In the UK, the Data Protection Act UK and the Privacy & Electronic Communications Regulations (PECR) are two main anti spam laws. Take them into account when developing your small business strategy for sales and marketing.
Let’s deal with the Data Protection Act UK. There are two main considerations:
- establishing if you are a Data Controller
- collecting and managing your data in accordance with the Act
Are You a ‘Data Controller’?
An official Data Controller must register with the Information Commissioner’s Office (ICO). How do you know if you need to register?
Well, it’s probably easier to define the circumstances in which you DON’T need to register.
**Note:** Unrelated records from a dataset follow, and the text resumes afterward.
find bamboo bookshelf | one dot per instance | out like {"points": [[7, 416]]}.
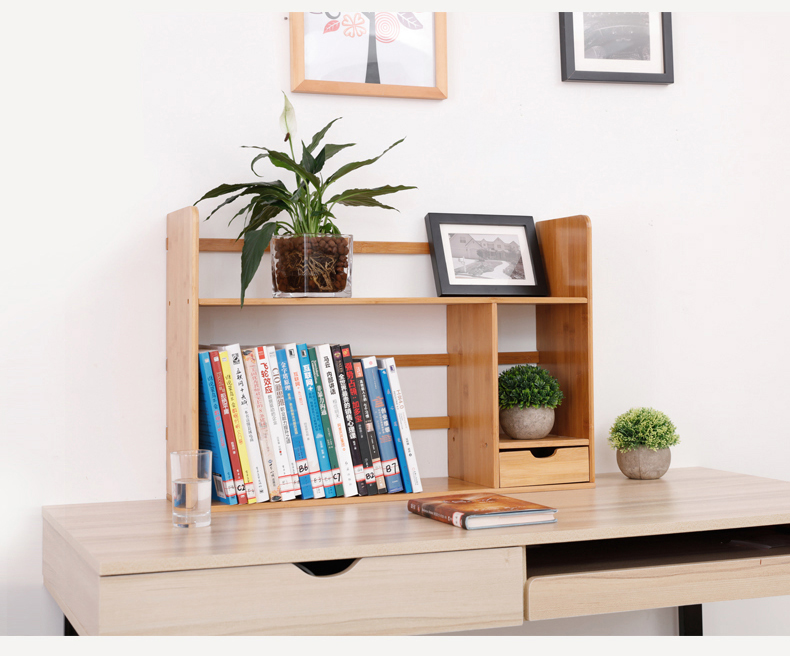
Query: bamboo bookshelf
{"points": [[479, 458]]}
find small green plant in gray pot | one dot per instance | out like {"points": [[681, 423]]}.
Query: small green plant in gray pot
{"points": [[527, 398], [642, 437]]}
If all you record is:
- Employee information
- Customer information for the purposes of marketing your own business
…you probably do NOT need to register. It is, however, strongly recommended that you check the specific position of your own business on the ICO website.
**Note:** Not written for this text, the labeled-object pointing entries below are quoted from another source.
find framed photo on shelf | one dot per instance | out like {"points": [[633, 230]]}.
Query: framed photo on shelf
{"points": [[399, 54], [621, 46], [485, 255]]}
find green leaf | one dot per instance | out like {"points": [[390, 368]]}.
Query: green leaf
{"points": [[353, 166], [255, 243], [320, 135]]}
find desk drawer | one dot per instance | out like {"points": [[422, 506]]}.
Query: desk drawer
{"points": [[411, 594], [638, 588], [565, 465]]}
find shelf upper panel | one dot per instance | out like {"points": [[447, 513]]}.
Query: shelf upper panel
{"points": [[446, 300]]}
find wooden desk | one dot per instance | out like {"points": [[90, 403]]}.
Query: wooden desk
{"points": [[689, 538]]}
There is an online questionnaire that will help establish if your business falls within the definition of a Data Controller. See the links in the right-hand column.
Registering is quick and easy. The application form is very simple and, if you have less than 250 employees, the fee (at February 2011) is £35 per year.
Data Controller or not, you must comply
with these rules
Whether or not you do have to register, the act requires you to adhere to basic, common sense principles that provide protection for customers in the UK.
When collecting and managing customer information, you should: 
- Identify your company
- Clearly state the purpose of collecting the information
- Provide a right of access and allow the information to be corrected/removed by the subject
- The information should not be put to unreasonable/unrelated or unexpected use
- It must not passed to others without permission
In the right-hand column are links to the ICO’s Guide to Data Protection and a quick ‘How to Comply’ checklist for the Data Protection Act UK.
Do you need a Privacy Notice?
Possibly not. If customers already know who you are, and if you’re not going to do something unexpected or objectionable with their personal information, then you may not need a privacy notice.
The law doesn’t require you to tell people about obvious uses for their information, such as a mail order firm asking for a delivery address.